All of Coventry, every day

Property

Coventry's rental vacancy rate has collapsed to its lowest point in a decade — and tenants are paying for it

With fewer than 1 in 50 private rental homes sitting empty across the city, would-be renters are losing out to bidding wars while buyers struggle to bridge a growing affordability gap.

Share

By Coventry Property Desk · Published 4 July 2026, 1:35 pm

4 min read

Updated 53 min ago· 4 July 2026, 2:33 pm

How we reported this

This article was generated by AI from the linked public sources. The Daily Coventry is independently owned and covers Coventry news free from advertiser or sponsor influence. Read our editorial standards →

Coventry's rental vacancy rate has collapsed to its lowest point in a decade — and tenants are paying for it
Photo: Photo by Pixabay on Pexels

The numbers are stark. Coventry's private rental vacancy rate dropped to roughly 1.8% in the second quarter of 2026, according to figures compiled by West Midlands Property Watch — the tightest it has been since 2015 and well below the 4% to 5% threshold economists typically associate with a balanced rental market. For the tens of thousands of households in the city who cannot yet buy, that statistic translates directly into stress, disappointment and, increasingly, higher monthly bills.

The timing matters. Fixed-rate mortgage deals that millions of UK homeowners took out in 2021 and 2022 have mostly expired, and the Bank of England's base rate — currently at 4.25% after last month's quarter-point cut — remains elevated enough to keep first-time buyers locked out of ownership in cities like Coventry, where the average asking price for a two-bedroom home now sits at around £210,000. Saving a 10% deposit on that figure while paying £1,050 a month or more in rent is, for many households, simply arithmetic that doesn't work.

Foleshill to Earlsdon: the postcode lottery inside Coventry's rental squeeze

The pressure is not evenly distributed across the city. In Earlsdon, where Victorian terraced streets and proximity to the University of Warwick's Westwood campus have long attracted professional renters, estate agents on Albany Road reported average letting times of under six days for two-bedroom properties during June 2026. Landlords in the area are routinely fielding five or six applications per listing. The story is similar in Styvechall and Canley, where a cluster of purpose-built student houses has increasingly been colonised by young professionals who were priced out of buying and cannot compete with student groups prepared to pay the full year's rent upfront.

Foleshill and Radford tell a different version of the same story. Rents there remain lower — a two-bedroom terraced house on Lockhurst Lane can be found for around £850 a month — but vacancies have dried up just as fast. Coventry City Council's Housing Needs team processed 3,400 applications for its Choice-Based Lettings scheme between January and June 2026, a 22% rise on the same period last year.

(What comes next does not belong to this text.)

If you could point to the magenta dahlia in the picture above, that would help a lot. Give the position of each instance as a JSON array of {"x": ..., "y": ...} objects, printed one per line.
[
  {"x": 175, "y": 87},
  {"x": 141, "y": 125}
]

The council's Private Sector Leasing programme, which pays landlords a guaranteed rent in exchange for housing vulnerable residents, has a current waiting list measured in months rather than weeks.

Coventry Building Society, headquartered on Corporation Street and one of the city's most recognised financial institutions, has flagged in its most recent affordability research that the average Coventry household now spends 38% of net income on rent — up from 31% in 2022. That figure cracks the informal 35% ceiling that financial advisers typically use as a warning threshold. For buyers, the CBS data suggests a single earner on the city's median wage of approximately £29,500 a year can borrow enough to afford only around 60% of available two-bedroom properties, compared with 74% four years ago.

What renters and buyers can actually do right now

The supply side of the equation is not moving fast enough to provide short-term relief. Coventry's Local Plan anticipated 4,200 new homes being completed between 2024 and 2026; the actual figure is closer to 2,700, partly due to construction cost inflation and delays on sites including the Friargate development near the railway station. The Bishopgate residential scheme on the ring road is still projected to deliver 340 units by late 2027, but that does nothing for anyone looking for a home this autumn.

For renters competing in this market, the practical advice from letting agents on Hertford Street is blunt: have references, bank statements and proof of employment ready before you register, not after you find a property. Applicants who turn up to viewings without documentation routinely lose out to someone who arrives prepared. For aspiring buyers, both the council's Home Ownership scheme and the government's Mortgage Guarantee Scheme remain live options worth investigating before the autumn, when the next Bank of England decision could move rates in either direction. The window to lock in current fixed-rate deals — some hovering around 4.6% for a two-year fix — may not stay open indefinitely.

You might also like

Editorial picks

How did this story land?

Spread the word

Share

Have your say

Loading comments…

About this article

Published by The Daily Coventry

Covering property in Coventry. This article was generated by AI from the linked sources and was not reviewed by a human editor before publishing. See our editorial standards.

Spread the word

Share

See something wrong? Suggest a correction.

Daily brief

Enjoyed this? Wake up to Coventry news every morning.

Free, in your inbox before 7am. Weekdays.

By subscribing you agree to receive emails from The Daily Coventry and accept our Privacy Policy. Unsubscribe anytime.